Melalui modus ini, pelaku mengambil alih nomor telepon korban untuk membobol berbagai akun digital dan menguasai data pribadi penggunanya.
SIM Swap Fraud merupakan kejahatan pencurian akses komunikasi yang dilakukan dengan cara mengganti kartu SIM milik korban.
Langkah ini diawali dengan upaya pelaku mengumpulkan data pribadi korban.
BACA JUGA: Data Pribadi Sering Diintip?

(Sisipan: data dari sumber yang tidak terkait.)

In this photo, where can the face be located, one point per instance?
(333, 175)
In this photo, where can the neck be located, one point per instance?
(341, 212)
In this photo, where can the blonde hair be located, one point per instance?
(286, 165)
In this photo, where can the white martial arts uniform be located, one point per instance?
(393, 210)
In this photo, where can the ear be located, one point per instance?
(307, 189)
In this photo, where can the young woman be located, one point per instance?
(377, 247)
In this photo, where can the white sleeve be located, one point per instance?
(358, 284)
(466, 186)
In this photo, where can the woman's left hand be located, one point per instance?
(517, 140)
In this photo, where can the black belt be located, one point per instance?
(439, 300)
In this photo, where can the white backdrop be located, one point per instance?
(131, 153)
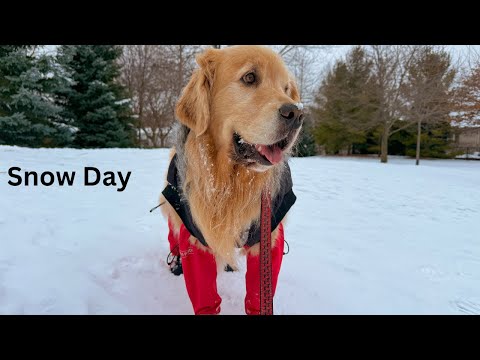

Ini Cara Mudah Hentikan Pelacakan Google
Setelah data terkumpul, pelaku berpura-pura menjadi pemilik sah nomor ponsel tersebut untuk mengajukan permohonan penggantian kartu SIM ke pihak operator seluler.
Begitu proses penggantian kartu SIM disetujui, seluruh akses komunikasi seperti penerimaan SMS dan kode One-Time Password (OTP) akan berpindah ke kartu SIM yang dikuasai pelaku.
Kondisi ini memberi jalan bagi pelaku untuk mengakses dan mengambil alih akun-akun digital milik korban.
Beberapa indikasi utama terjadinya modus SIM Swap Fraud antara lain:
- Nomor ponsel mendadak kehilangan sinyal jaringan secara total.
- Pesan masuk (SMS) ataupun kode OTP tidak kunjung diterima.
- Kartu SIM mati dan tidak dapat digunakan kembali untuk aktivitas telekomunikasi.
Untuk mencegah terjadinya kejahatan SIM Swap Fraud, pengguna diimbau untuk tidak pernah memberikan kode OTP, nomor PIN, atau informasi pribadi kepada siapa pun.
BACA JUGA: Aturan Baru Google, Kuota Penyimpanan Android Bakal Lebih Cepat Penuh
Selain itu, mengaktifkan fitur otentikasi dua faktor (two-factor authentication) sangat disarankan guna memperkuat keamanan akun digital.
Apabila ponsel mendadak kehilangan sinyal, hindari menganggapnya sekadar gangguan jaringan biasa. Segera hubungi pihak operator seluler dan amankan seluruh akun digital agar terhindar dari potensi kerugian.